I have written a code for Matrix-Vector multiplication. The matrix is divided into blocks of rows based on the number of threads and each block is multiplied by the vector and the vector is stored in an array private to the thread. But my speedup is very poor.

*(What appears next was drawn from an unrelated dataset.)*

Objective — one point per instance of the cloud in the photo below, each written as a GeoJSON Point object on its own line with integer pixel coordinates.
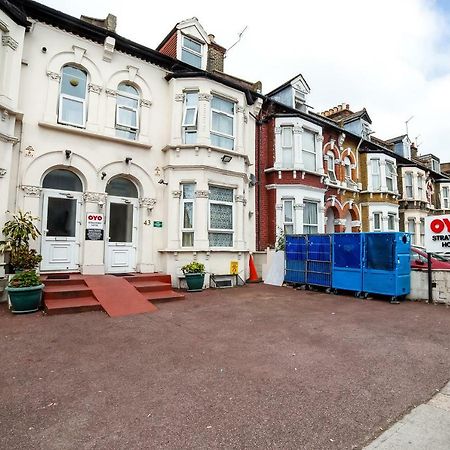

For matrix of size 16 X 16, it is below 1.
Can this be due to the fact that i declare my matrix and vector outside as shared variables and that maybe causing race condition/false sharing when each thread tries to read the value from the matrix and vector?

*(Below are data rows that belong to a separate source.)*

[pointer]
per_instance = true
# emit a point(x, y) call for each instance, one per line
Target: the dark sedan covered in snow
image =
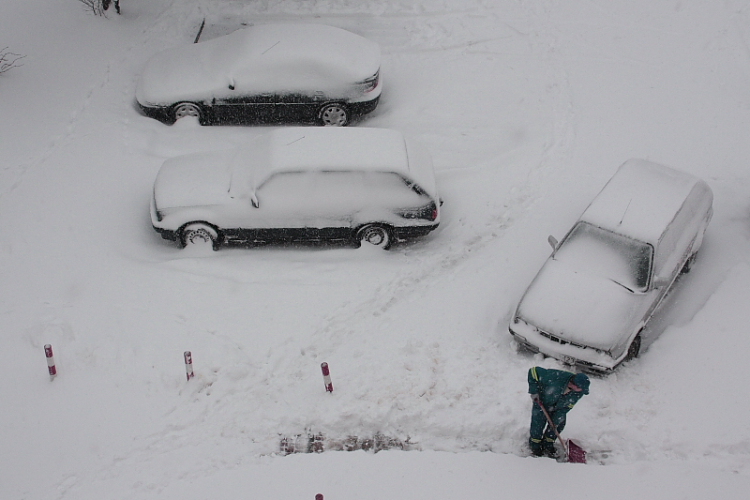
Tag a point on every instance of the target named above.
point(299, 184)
point(299, 73)
point(590, 301)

I am bit confused between false sharing and race condition.
#include <stdio.h>
#include <omp.h>
#include <stdlib.h>
#define SIZE 128 // The size should be divisible by thenumber of threads
int main(int argc, char *argv[]) {
int thread_count = strtol(argv[1],NULL,10);
// Declare the variables
int i,j;
long A[SIZE][SIZE], b[SIZE],V[SIZE]={0};
//long Vect[SIZE]={0};
double start, end;
// Generate a matrix of size mxm
for (i=0; i<SIZE; i++)
{ for (j=0; j<SIZE; j++)
A[i][j] = i+j;
}
printf("The Matrix is:\n");
// Print the Matrix
for (i=0; i<SIZE; i++)
{ for (j=0; j<SIZE; j++)
{
printf("%12ld", A[i][j]);
}
printf("\n");
}
// Generate a vector of size m
for (i=0; i<SIZE; i++)
b[i] = i;
printf("The vector is: \n");
// Print a vector
for (i=0; i<SIZE; i++)
printf("%12ld\n", b[i]);
start = omp_get_wtime();
//omp_set_num_threads(NUM_THREADS);
#pragma omp parallel num_threads(thread_count)
{
int i,j,k, id, nthrds;
long Vect[SIZE]={0};
id = omp_get_thread_num();
nthrds = omp_get_num_threads();
for (i=id*SIZE/nthrds; i<(id*SIZE/nthrds + SIZE/nthrds); i++)
{ Vect[i] = 0;
{
for (j=0; j<SIZE; j++)
Vect[i] += A[i][j]*b[j];
}
}
#pragma omp critical
{
for (k=0; k<SIZE; k++)
V[k] += Vect[k];
}
}
end = omp_get_wtime();
printf("The vector obtained after multiplication is:\n");
for (i=0; i<SIZE; i++)
printf("%12ld\n", V[i]);
printf("The time taken for calculation is: %lf\n", end - start);
return 0;
}